The 2009 study identified nine planetary boundaries with quantifications for seven of them, eight of them are now being quantified in 2025. These are :
  1. climate change ;
  2. change in biosphere integrity.
  3. land system change ;
  4. freshwater change ;
  5. modification of biogeochemical flows in the nitrogen cycle and phosphorus cycle ;
  6. ocean acidification ;
  7. increase in atmospheric aerosol loading ;
  8. stratospheric ozone depletion ;
  9. introduction of novel entities in the environment.
The quantification of individual planetary boundaries is based on the observed dynamics of the interacting Earth system processes included in the framework. The control variables were chosen because together they provide an effective way to track the human-caused shift away from Holocene conditions.
For some of Earth's dynamic processes, historic data display clear thresholds between comparatively stable conditions. For example, past ice-ages show that during peak glacial conditions, the atmospheric concentration of CO2 was ~180-200 ppm. In interglacial periods, CO2 concentration has fluctuated around 280 ppm. To know what past climate conditions were like with an atmosphere with over 350 ppm CO2, scientists need to look back about 3 million years. The paleo record of climatic, ecological and biogeochemical changes shows that the Earth system has experienced tipping points, when a very small increment for a control variable triggers a larger, possibly catastrophic, change in the response variable through feedbacks in the natural Earth System itself.
For several of the processes in the planetary boundaries framework, it is difficult to locate individual points that mark the threshold shift away from Holocene-like conditions. This is because the Earth system is complex and the scientific evidence base is still partial and fragmented. Instead, the planetary boundaries framework identifies many Earth system thresholds at multiple scales that will be influenced by increases in the control variables. Examples include shifts in monsoon behavior linked to the aerosol loading and freshwater use planetary boundaries.

"Safe operating spaces"

The planetary boundaries framework proposes a range of values for its control variables. This range is supposed to span the threshold between a 'safe operating space' where Holocene-like dynamics can be maintained and a highly uncertain, poorly predictable world where Earth system changes likely increase risks to societies. The boundary is defined as the lower end of that range. If the boundaries are persistently crossed, the world goes further into a danger zone.

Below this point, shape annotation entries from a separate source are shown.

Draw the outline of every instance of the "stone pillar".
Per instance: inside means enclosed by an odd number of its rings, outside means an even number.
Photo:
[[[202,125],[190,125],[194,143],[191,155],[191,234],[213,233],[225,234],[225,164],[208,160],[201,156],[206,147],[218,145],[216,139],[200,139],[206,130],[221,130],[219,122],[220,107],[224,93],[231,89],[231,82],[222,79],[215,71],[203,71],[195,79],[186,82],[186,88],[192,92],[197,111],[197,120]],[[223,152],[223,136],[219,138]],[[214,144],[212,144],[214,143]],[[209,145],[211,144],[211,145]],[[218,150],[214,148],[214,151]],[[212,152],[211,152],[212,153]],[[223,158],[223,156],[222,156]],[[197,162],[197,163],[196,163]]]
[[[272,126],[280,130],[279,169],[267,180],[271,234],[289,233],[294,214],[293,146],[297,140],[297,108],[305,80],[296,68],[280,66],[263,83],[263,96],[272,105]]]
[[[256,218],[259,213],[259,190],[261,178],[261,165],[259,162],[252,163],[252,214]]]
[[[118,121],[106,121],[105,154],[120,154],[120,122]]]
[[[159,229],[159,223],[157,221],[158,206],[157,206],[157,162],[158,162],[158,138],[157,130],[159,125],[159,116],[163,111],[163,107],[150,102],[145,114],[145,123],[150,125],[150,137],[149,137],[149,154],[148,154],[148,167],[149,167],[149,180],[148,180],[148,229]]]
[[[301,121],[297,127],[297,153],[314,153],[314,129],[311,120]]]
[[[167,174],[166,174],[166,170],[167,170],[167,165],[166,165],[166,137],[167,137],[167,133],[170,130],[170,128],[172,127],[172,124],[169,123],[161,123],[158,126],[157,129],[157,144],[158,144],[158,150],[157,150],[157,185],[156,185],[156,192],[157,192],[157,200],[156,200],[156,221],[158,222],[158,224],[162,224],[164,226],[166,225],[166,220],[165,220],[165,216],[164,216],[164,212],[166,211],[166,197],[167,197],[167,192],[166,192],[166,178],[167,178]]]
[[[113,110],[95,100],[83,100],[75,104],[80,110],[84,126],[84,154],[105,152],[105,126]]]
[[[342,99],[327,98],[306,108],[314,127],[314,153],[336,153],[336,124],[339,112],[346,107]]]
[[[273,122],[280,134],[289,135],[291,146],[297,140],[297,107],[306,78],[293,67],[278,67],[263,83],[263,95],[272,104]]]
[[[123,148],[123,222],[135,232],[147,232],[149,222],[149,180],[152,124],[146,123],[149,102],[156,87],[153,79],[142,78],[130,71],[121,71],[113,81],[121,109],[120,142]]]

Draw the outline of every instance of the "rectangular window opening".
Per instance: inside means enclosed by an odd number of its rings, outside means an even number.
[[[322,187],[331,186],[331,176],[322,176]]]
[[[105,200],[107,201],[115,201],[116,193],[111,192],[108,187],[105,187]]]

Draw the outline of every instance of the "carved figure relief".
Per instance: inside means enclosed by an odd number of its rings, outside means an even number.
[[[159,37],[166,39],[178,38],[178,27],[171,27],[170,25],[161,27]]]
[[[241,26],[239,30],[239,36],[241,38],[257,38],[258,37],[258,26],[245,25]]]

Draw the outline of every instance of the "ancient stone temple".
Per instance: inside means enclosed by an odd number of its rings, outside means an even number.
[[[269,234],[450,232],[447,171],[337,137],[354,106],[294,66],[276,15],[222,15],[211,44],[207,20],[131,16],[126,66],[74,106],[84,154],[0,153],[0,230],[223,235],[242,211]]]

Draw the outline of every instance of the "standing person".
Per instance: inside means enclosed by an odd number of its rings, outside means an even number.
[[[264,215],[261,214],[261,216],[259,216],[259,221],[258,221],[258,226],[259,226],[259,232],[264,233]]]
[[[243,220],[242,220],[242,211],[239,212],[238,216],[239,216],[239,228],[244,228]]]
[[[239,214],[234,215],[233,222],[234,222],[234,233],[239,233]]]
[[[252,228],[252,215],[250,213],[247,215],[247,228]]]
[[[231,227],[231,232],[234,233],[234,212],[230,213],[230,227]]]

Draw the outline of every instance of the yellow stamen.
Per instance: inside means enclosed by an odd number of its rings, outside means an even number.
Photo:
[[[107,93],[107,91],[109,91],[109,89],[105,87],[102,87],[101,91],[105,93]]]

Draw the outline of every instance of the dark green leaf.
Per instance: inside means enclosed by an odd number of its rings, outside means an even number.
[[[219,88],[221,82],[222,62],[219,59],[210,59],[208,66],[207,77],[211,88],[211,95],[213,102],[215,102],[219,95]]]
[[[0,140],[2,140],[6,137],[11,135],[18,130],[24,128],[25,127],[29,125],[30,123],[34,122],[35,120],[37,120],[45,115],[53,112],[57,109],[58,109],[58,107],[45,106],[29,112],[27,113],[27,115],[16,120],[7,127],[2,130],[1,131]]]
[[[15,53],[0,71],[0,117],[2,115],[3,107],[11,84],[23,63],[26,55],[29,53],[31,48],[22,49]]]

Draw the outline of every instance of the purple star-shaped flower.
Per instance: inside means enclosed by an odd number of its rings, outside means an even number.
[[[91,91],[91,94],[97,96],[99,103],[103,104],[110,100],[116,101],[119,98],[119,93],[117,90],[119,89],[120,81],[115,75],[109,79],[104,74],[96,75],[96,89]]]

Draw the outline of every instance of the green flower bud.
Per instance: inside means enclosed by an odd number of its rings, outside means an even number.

It is difficult to restore a 'safe operating space' for humanity that is described by the planetary boundary concept. Even if past biophysical changes could be mitigated, the predominant paradigms of social and economic development appear largely indifferent to the looming possibilities of large scale environmental disasters triggered by human actions. Legal boundaries can help keep human activities in check, but are only as effective as the political will to make and enforce them.